33.4. Any party may by notice to any other party change the physical address, and/or email address

chosen as its domicilium citandi et executandi vis-à-vis that party to another physical address

where delivery occurs in South Africa or its email address, provided that the change shall

become effective vis-à-vis that addressee on the 10th Business Days from the receipt of the

notice by the addressee.

33.5. Any notice to a party:

33.5.1. delivered by hand to a responsible person during ordinary business hours at the

physical address chosen as its domicilium citandi et executandi shall be deemed

to have been received on the day of delivery; or

33.5.2. sent by email to its chosen email address, as the case may be, stipulated in

clause 33.1 or notified in accordance with clause 33.3, shall be deemed to have

been received on the date of despatch or transmission (unless the contrary is

proved).

33.6. Notwithstanding anything to the contrary herein contained, a Written notice or communication

actually received by a Party shall be an adequate Written notice or communication to it

notwithstanding that it was not sent to or delivered at its chosen domicilium citandi et

executandi.

34. WHOLE AGREEMENT, NO AMENDMENT

34.1. This Trust Deed constitutes the entire agreement between the Parties in regard to the subject

matter hereof and thereof and supersedes all other discussions, agreements and/or

understandings regarding the subject matter hereof and thereof.

34.2. No oral pactum de non petendo shall be of any force or effect.

34.3. No extension of time or waiver or relaxation of any of the provisions or terms of this Trust

Deed, or any agreement, bill of exchange or other document issued or executed pursuant to

44

or in terms of this Trust Deed, shall operate as an estoppel against any Party in respect of its

rights under this Trust Deed, nor shall it operate so as to preclude such Party (save as to any

extension, waiver or relaxation actually given) thereafter from exercising its rights strictly in

accordance with this Trust Deed.

34.4. To the extent permissible by law, no Party shall be bound by any express or implied or tacit

term, representation, warranty, promise or the like not recorded herein, whether it induced

their entry into this Trust Deed and/or whether it was negligent or not.
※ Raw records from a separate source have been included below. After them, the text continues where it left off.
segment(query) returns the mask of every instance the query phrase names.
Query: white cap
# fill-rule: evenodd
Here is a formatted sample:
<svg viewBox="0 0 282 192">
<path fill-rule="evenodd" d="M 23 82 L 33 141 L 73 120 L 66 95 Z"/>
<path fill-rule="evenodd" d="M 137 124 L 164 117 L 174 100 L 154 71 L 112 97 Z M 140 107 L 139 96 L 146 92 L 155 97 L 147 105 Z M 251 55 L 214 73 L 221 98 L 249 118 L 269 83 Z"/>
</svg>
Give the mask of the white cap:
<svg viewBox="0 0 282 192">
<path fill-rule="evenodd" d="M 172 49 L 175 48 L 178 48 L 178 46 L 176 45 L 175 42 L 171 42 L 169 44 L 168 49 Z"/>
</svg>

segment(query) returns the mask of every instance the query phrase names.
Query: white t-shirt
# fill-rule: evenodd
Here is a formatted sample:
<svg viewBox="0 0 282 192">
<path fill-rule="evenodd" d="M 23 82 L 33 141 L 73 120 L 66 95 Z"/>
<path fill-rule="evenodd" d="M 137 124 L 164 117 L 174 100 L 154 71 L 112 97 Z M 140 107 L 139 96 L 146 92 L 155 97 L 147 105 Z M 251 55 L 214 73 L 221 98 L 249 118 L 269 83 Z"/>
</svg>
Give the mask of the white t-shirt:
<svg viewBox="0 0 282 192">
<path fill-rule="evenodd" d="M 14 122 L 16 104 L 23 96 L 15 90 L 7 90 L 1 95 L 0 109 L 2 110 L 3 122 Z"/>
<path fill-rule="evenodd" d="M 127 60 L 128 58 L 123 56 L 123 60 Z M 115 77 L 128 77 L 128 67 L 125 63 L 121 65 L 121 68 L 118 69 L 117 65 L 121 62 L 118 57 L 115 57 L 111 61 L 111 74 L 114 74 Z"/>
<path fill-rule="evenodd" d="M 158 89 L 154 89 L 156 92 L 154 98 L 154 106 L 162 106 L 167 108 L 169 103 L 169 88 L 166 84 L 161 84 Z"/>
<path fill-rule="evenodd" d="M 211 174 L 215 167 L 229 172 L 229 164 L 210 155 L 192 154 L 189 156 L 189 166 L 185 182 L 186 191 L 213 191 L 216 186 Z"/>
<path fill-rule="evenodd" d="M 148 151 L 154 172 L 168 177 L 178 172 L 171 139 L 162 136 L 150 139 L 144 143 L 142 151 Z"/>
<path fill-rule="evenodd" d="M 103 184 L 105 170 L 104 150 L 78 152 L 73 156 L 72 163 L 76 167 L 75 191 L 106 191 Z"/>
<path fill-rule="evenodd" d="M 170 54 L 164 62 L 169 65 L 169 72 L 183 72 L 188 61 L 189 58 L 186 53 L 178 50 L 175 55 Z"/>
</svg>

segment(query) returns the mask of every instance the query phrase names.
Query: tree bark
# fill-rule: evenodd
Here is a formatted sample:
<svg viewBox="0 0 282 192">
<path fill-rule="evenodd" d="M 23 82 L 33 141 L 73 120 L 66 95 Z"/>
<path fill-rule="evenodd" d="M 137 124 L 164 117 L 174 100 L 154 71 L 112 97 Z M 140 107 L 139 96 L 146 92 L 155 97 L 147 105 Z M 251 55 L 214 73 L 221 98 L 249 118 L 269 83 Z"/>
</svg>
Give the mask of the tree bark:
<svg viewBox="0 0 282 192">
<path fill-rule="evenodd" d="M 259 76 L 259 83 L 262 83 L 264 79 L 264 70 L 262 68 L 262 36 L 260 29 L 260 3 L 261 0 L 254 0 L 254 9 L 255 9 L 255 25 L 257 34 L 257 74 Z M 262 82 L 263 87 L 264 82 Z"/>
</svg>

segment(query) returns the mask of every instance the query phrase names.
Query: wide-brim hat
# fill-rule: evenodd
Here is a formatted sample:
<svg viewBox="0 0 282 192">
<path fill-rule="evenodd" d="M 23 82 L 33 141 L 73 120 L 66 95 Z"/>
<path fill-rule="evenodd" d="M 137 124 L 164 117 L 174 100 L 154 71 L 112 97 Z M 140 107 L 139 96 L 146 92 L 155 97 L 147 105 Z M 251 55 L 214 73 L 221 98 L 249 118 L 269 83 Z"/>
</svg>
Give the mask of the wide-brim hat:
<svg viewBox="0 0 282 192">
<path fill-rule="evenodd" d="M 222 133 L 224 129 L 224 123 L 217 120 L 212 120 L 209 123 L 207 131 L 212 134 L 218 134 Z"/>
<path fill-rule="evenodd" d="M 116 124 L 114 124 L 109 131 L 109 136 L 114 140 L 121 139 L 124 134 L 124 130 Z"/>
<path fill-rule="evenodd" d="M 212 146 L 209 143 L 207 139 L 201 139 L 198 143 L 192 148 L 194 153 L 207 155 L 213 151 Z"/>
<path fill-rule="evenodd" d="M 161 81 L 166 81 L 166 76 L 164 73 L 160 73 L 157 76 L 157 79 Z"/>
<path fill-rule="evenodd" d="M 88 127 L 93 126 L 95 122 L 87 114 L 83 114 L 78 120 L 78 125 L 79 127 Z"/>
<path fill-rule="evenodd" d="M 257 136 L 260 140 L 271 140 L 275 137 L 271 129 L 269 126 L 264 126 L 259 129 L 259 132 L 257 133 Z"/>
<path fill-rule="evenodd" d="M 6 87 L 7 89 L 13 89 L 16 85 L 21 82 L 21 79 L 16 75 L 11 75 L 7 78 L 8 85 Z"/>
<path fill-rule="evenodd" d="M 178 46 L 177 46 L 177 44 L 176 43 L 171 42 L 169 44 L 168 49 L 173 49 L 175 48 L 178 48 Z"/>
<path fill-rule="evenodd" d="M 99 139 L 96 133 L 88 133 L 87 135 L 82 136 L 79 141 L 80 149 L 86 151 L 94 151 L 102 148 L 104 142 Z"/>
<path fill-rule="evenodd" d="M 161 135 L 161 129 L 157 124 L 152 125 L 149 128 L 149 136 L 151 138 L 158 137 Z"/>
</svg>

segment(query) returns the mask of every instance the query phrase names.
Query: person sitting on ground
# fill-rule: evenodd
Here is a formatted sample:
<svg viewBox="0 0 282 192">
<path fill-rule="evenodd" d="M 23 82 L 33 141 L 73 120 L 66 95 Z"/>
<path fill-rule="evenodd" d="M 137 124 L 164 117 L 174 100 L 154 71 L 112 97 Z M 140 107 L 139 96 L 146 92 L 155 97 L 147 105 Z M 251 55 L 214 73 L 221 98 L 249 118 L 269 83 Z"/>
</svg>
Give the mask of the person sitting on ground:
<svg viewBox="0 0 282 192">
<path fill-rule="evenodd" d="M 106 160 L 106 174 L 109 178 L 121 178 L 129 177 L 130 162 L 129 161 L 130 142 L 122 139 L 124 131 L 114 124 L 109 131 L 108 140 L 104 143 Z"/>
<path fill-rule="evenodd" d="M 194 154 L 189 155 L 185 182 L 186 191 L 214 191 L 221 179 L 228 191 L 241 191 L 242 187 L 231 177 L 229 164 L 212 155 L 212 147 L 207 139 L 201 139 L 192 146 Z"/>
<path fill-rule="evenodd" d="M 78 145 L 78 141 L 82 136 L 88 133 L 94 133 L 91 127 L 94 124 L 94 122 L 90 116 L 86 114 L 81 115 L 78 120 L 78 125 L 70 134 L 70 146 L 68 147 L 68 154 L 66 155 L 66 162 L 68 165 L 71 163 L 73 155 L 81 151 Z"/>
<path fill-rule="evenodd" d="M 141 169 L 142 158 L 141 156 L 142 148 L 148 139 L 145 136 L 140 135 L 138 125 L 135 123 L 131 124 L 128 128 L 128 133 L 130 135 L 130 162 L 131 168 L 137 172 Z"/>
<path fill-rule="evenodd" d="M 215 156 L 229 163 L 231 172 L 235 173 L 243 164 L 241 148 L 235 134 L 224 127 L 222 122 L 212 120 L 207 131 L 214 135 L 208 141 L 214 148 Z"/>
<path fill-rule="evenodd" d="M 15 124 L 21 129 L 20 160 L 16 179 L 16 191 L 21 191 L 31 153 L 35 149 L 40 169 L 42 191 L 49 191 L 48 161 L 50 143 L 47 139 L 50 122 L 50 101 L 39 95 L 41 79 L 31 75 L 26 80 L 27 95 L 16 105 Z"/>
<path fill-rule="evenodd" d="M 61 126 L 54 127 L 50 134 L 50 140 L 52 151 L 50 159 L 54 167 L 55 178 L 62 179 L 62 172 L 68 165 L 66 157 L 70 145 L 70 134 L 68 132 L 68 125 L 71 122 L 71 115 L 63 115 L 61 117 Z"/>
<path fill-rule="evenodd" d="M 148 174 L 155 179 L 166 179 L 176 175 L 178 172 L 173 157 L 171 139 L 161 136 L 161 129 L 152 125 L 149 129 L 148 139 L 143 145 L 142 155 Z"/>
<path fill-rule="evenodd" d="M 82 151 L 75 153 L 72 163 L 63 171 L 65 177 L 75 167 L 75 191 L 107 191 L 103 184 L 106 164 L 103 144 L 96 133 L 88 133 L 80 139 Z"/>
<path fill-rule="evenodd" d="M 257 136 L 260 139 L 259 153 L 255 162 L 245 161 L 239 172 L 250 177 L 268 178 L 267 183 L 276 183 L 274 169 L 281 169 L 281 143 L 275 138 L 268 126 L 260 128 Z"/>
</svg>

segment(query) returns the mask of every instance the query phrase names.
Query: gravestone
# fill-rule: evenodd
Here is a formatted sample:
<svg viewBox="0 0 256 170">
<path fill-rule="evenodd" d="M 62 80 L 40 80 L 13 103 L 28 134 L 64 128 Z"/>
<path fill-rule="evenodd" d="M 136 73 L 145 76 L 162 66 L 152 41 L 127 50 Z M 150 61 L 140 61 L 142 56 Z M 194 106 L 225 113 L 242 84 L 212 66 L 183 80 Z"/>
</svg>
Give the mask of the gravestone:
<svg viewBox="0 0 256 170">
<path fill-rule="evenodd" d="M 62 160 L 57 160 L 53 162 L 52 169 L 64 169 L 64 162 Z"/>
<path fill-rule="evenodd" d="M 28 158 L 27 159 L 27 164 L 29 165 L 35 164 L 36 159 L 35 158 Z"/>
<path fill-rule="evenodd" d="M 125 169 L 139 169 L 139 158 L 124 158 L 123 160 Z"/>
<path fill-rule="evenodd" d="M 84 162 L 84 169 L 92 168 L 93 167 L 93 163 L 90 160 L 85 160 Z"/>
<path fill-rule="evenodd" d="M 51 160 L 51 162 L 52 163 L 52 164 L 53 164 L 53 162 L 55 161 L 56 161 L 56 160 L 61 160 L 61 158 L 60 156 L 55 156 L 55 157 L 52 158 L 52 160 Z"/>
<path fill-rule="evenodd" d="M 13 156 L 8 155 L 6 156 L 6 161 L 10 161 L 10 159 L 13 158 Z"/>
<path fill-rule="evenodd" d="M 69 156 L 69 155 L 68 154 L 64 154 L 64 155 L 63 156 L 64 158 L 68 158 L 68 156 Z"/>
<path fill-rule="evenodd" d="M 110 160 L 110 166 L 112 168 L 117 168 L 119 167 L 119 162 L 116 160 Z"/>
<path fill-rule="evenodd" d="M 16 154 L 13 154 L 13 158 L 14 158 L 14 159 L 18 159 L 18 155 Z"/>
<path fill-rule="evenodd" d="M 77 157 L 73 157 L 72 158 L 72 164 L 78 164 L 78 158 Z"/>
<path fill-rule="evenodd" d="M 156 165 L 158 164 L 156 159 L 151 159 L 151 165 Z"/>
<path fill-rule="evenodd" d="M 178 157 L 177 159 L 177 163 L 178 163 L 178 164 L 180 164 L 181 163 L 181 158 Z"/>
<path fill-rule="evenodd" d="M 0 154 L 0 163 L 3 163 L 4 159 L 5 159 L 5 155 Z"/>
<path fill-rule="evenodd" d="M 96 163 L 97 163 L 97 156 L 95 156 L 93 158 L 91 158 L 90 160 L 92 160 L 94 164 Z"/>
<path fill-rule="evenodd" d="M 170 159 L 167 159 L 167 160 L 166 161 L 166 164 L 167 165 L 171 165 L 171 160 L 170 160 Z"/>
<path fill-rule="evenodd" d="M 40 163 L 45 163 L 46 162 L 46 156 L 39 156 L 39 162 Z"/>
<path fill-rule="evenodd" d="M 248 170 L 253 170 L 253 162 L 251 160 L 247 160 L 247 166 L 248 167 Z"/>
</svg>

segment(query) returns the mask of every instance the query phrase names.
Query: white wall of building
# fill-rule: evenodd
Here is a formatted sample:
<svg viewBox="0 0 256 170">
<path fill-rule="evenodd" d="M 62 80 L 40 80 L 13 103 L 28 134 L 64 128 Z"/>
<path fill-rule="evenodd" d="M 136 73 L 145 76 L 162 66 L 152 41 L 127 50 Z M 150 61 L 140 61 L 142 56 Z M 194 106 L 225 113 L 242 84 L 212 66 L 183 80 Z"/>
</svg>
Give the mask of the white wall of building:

34.5. Any provision in this Trust Deed which is or may become illegal, invalid or unenforceable in

any jurisdiction affected by this Trust Deed shall, as to such jurisdiction, be ineffective to the

extent of such prohibition or unenforceability and shall be treated pro non scripto and severed

from the balance of this Trust Deed, without invalidating the remaining provisions of this Trust

Deed or affecting the validity or enforceability of such provision in any other jurisdiction.

35. GOVERNING LAW

This Trust Deed shall in all respects (including its existence, validity, interpretation, implementation,

termination and enforcement) be governed by the laws of South Africa which is applicable to trust

deeds and agreements executed and wholly performed within South Africa.